Forschung & Lehre 26, Ausgabe 1/2019, S. 56.
Herr Sinn, als ehemaliger Präsident des Münchener ifo Instituts für Wirtschaftsforschung haben Sie viele Jahre an der unmittelbaren Schnittstelle von Wissenschaft und Politik geforscht. Wer hat den Takt angegeben?
Es ging in beide Richtungen. Es gibt wissenschaftliche Erkenntnisse, die man versuchen kann in den öffentlichen Diskurs einzubringen, und es gibt umgekehrt Fragen aus dem öffentlichen Diskurs an die Wissenschaft, die man versuchen kann zu beantworten. Die Brücke zu bauen zwischen wissenschaftlichem Elfenbeinturm und öffentlichem Diskurs ist Aufgabe eines Instituts wie das ifo. Man neigt als Wissenschaftler dazu, über raum-und zeitlose Fragen nachzudenken. Das ist für die Grundlagenforschung wichtig, aber man sollte die gesellschaftliche Relevanz der Forschung stets im Auge behalten und zeitaktuelle Fragen behandeln.

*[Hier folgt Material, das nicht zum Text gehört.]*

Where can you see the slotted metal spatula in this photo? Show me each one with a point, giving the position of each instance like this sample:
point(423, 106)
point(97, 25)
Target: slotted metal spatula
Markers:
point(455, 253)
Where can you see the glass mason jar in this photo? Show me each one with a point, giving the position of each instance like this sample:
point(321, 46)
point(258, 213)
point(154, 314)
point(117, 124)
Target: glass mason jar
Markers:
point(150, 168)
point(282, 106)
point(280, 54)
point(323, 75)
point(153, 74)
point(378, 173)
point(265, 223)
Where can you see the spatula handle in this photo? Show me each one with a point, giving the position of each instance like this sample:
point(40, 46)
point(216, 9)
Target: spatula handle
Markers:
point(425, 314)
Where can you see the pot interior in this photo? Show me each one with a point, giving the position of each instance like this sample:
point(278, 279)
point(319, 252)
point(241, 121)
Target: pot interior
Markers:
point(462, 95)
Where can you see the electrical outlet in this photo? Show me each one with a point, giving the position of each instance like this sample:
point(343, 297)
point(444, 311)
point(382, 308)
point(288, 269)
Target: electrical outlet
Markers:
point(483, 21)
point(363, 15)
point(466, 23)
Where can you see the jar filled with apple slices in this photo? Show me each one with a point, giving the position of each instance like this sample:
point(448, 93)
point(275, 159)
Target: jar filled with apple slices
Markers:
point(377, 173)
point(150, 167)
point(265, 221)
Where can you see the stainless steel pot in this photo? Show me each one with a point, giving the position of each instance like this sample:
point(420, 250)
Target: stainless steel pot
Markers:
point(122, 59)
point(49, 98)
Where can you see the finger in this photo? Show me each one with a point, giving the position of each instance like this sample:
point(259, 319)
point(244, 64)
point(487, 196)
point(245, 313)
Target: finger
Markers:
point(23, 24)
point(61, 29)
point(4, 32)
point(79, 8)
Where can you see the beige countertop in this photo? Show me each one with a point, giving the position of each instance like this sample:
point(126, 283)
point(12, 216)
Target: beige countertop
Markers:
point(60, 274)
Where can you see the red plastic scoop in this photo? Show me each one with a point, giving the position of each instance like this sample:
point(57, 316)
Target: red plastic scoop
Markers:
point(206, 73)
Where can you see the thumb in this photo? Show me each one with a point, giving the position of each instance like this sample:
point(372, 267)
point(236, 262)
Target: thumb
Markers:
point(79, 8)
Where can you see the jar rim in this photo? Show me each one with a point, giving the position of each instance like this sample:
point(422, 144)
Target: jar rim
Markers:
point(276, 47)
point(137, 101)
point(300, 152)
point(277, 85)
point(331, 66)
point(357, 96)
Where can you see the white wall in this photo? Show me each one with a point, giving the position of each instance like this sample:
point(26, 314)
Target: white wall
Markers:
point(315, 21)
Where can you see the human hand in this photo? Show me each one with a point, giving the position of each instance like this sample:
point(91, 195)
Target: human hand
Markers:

Wie stark haben Ihnen Auftraggeber hineingeredet?
In meiner Amtszeit ist von der Politik nie versucht worden, Einfluss auf unsere Forschungsergebnisse zu nehmen. Es hat immer mal wieder inhaltliche Proteste und Widerstand gegeben, aber es ist auch völlig legitim, dass die Meinung von Politikern von wissenschaftlichen Befunden abweicht, sofern es eine offene Diskussion darüber gibt. Bei anderen Auftraggebern hatte ich allerdings den Eindruck, dass diese ein Interesse hatten, bestimmte Ergebnisse in bezahlten Gutachten anders dargestellt zu sehen. Ich habe daher durchgesetzt, dass die großen Wirtschaftsforschungsinstitute einen Grundlagenbeschluss gefasst haben: Seitdem enthalten alle Verträge für Auftragsgutachten eine Klausel, dass Gutachten auf jeden Fall veröffentlicht werden müssen und der Auftraggeber weder das Recht hat, dies zu untersagen, noch den Zeitpunkt für eine Veröffentlichung vorzugeben. Für Auftraggeber, die das nicht akzeptiert haben, hat das ifo Institut nicht gearbeitet.
Um die Forschungsstärke des ifo weiter zu verbessern, haben Sie es an die LMU München „angedockt“. Mit welcher Forschungsarbeit konnten Sie auch gesellschaftlich am meisten bewegen?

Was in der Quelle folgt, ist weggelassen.